Implementasi Fisioterapi Dada Dan Latihan Batuk Efektif Pada Pasien Pneumonia Di Ruang Melati Dengan Masalah Keperawatan Bersihan Jalan Nafas Tidak Efektif Di RSUD Haryoto Lumajang
Loading...
Date
Authors
Journal Title
Journal ISSN
Volume Title
Publisher
Fakultas Keperawatan
Abstract
Pneumonia merupakan salah satu penyakit infeksi saluran pernafasan bawah yang
masih menjadi penyebab utama morbiditas dan mortalitas, terutama pada usia lanjut. Di
Indonesia, prevelensi pneumonia terus meningkat, termasuk di RSUD dr.

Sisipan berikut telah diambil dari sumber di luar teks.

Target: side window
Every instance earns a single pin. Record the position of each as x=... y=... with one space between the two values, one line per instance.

Haryoto
Lumajang tercatat 355 kasus pada tahun 2024. Pneumonia sering menyebabkan gangguan
bersihan jalan nafas tidak efektif akibat penumpukan sekret, sehingga memerlukan
penanganan yang tepat. Intervensi fisioterapi dada dan latihan batuk efektif merupakan
pendekatan nonfarmakologis yang penting untuk mendukung proses penyembuhan. Tujuan
penelitian ini adalah menjelaskan implementasi fisioterapi dada dan latihan batuk efektif
pada pasien pneumonia dengan masalah keperawatan bersihan jalan nafas tidak efektif di
RSUD dr. Haryoto Lumajang
Desain penelitian ini mengggunakan studi kasus terhadap satu partisipan yang
didiagnosis pneumonia dengan masalah bersihan jalan nafas tidak efektif dengan
memenuhi tanda gejala mayor 80%. Implementasi ini dilakukan di Ruang Melati RSUD
dr. Haryoto Lumajang dua kali sehari dengan durasi 5-10 menit pada tanggal 9 sampai 11
Maret 2025.
Setelah dilakukan implementasi selama 3 hari dengan data mayor 80% dan data minor
37,5% didapatkan hasil penurunan yang signifikan frekuensi nafas 27x/menit, Pola nafas
membaik, suara nafas tambahan ronchi tidak ada, SpO2 meningkat menjadi 99%, pasien
menunjukkan kemampuan batuk efektif dan pengeluaran sputum meningkat. Fisioterapi
dada dan latihan batuk efektif dilakukan selama 3 hari, dua kali sehari pagi dan malam,
dengan durasi 5-10 menit.
Fisioterapi dada dan latihan batuk efektif merupakan salah satu intervensi yang efektif
dalam mengatasi masalah keperawatan bersihan jalan nafas tidak efektif pada pasien
pneumonia. Tingkat keberhasilan terapi dipengaruhi kondisi penyakit penyerta pasien
sehingga perlu ditunjang dengan pengobatan farmakologi.